His recommendation is for a substantial troop increase and an escalation of the bombing campaigns already underway. By the end of 1966, McNamara estimates, American ground troops should number 400,000, with an additional 200,000 to come the following year. Bombing should be escalated and additional targets, including civilian targets, should be identified. The United States Air Force would first halt all operations for a number of weeks, as a means to allow North Vietnam to possibly seek peace and for the American public to accept the escalation, followed by an intensification of attack.
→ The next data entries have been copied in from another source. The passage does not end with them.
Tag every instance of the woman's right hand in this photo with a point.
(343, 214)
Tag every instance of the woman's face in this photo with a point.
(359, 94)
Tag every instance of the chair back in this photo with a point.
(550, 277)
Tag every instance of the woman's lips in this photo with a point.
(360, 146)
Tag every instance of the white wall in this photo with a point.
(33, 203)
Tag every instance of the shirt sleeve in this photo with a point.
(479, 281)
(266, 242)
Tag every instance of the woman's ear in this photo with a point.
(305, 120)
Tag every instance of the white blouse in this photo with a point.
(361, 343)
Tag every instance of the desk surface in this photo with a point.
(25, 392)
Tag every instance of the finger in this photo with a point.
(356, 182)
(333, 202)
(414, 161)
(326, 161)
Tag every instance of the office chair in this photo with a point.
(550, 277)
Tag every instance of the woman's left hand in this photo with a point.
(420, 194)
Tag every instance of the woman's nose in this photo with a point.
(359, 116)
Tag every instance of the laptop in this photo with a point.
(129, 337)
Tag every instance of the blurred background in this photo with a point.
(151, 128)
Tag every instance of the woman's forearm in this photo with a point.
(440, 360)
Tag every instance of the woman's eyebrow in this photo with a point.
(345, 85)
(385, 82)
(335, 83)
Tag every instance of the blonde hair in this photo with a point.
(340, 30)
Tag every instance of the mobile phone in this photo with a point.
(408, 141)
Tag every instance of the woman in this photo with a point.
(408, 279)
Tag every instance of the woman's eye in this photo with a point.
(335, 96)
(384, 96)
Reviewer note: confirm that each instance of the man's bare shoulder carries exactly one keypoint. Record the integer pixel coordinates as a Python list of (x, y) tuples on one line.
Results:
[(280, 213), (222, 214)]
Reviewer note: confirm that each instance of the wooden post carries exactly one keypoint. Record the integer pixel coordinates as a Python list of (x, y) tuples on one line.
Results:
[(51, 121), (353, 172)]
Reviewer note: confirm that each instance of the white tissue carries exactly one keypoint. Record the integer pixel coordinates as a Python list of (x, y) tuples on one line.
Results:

Primary in all of this, McNamara emphasizes, is public opinion both at home and abroad. A pause would also give people the perception that the United States government was making a good faith effort toward peace. However, it is the last part of McNamara's memo that is most interesting. In his final evaluation, he states that extra deployments will not guarantee success and that American casualties might reach 1,000 a month. However, in the end, he reasons, there is no greater strategy for success. Will sending ground troops be risky? Yes. Will it guarantee victory? No. But, in McNamara's mind, the potential benefits outweigh the risks. The United States must win in Vietnam, and troop escalation is the only definite way to achieve it.

Essential Themes

In the mid-1960s, Robert McNamara was a true believer. A seasoned Cold War warrior, who had stared down the Soviets during the Cuban Missile Crisis, he traveled to Vietnam and weighed all the options. Escalation was, in his mind, the only option. Using the same dehumanizing statistical models that perfected bombing runs on Japanese cities in World War II, the secretary of defense came to agree with the military leadership that the best way to achieve victory in Southeast Asia was through a war of attrition. When faced with the unchecked spread of communism, a thousand dead Americans every month was a small price to pay. In 1965, he lay out his strategy recommendations in a memo to President Johnson, a series of initiatives that were approved in the weeks and months to come: 400,000 troops by the end of 1966 and more to follow after.

As several thousand American troops became several hundred thousand, the cost of the war became ever bloodier, and withdraw became ever more difficult. The year 1965 gave way to 1966, then on to 1967, with no end in sight. As the number of American dead increased, McNamara became ever more disillusioned with the war he helped to create. More and more, he began to countermand the orders of the generals on the ground and, privately and publically, began to doubt America's chances for victory. In late 1967, he recommended a freeze on more American troop increases and a complete stop to all bombing operations against North Vietnam. It was too little too late. President Johnson rejected the recommendations. Not even McNamara, it seemed, could stop the machine he helped start. Increasingly criticized by the media, and marginalized in the White House for his shift, McNamara resigned his post as secretary of defense in November of that year. He would go on to serve as president of the World Bank and transform international nuclear policy; but until the end of his days, it would be the Vietnam War that would remain his greatest and most enduring legacy.

Bibliography and Additional Reading

  • Herring, George. America's Longest War. New York: McGraw-Hill, 1996. Print.
  • McNamara, Robert & Brian VanDeMark. In Retrospect: The Tragedy and Lessons of Vietnam. New York: Random House, 1995. Print.
  • VanDeMark, Brian. Into the Quagmire: Lyndon Johnson and the Escalation of the Vietnam War. New York: Oxford University Press, 1995. Print.